We intended to have a dance party tonight, but that fizzled when everyone crashed after the sugar high. Oh well. Probably another night, then. Between the cake, a beer, and an absolutely pitiful dinner, there was just not the right mix of nutrition for sustained energy tonight. Plus, we have to leave by 8am tomorrow for another site visit. I think these trips are great and all, but it sure would be great to sleep in now and then.
Over the last two nights, I’ve been able to call home. (Whoo!) A conversation with Lauren made me realize that I have not accurately described my work here. When you spend 8-10 hrs a day thinking about a task, it’s easy to focus on other subjects when journaling. They seem more interesting.
I’m essentially the engineer for much of the city’s infrastructure systems: transportation, stormwater management, and energy. They have a general vision for how the components work in Anam City, e.g. they want a walkable city, use neighborhood-scale utilities running on renewable energy, etc. What I do is come in with a critical eye, listen to what they want to accomplish, and explain how to make it a reality. I’m more than a designer – I’m an engineer. They give me a problem, I find a solution. And I get to information my solution with environmental, social, and economic inputs. Brilliant.
As a recent example, this week I’ve focused mostly on roadway design. Anam is subject to regular flooding, thanks to low terrain and two rainy seasons. The city will need a reliable road system to convey goods, materials, and passenger cars (ideally transit) that can somehow withstand the onslaught of 1.5m of rainfall each year. The question, then: how do we provide all-weather access without paving everything in concrete? In drier climates, it would be easy to just spec out an earthen road. In Anam, between the heavy rains and clayey soil, the roads must be carefully designed to improve service quality and lifespan. A simple gravel road would not withstand such flooding, quickly developing ruts, potholes, and washboards.
Here’s a quick technical lesson in roadway design. In its simplest form, a road is earth that is shaped (cambered) to drain away rainwater.

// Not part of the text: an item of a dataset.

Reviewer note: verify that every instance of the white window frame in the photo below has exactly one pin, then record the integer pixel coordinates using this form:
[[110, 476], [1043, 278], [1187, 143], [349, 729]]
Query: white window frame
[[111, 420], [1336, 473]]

The drains reduce erosion from rain. However, sometimes the soil is not strong enough – particularly when wet – to support the immense weight of trucks. So the next step is to provide a strong base of a certain rock and soil composition to support the weight. For areas with heavy rain, sometimes good drainage is not enough; the surface material (gravel, rocks, etc.) washes away or water seeps through the surface and erodes away the base. In these cases, the road surface is sealed – e.g. covered with asphalt chips or concrete – to make it impervious to water.
My goal, then, was to find a rural road surface that is impervious yet does not involve immense amounts of concrete or asphalt, both of which are energy-intensive roadway materials. After a thorough review of available literature, I compiled a list of options. Not all of them would be suitable, but I included them for the sake of comparison when evaluating the options. After presenting my findings to the staff, I will focus my investigation on the following types: earthen, gravel, stone, dressed stone, and fired clay brick.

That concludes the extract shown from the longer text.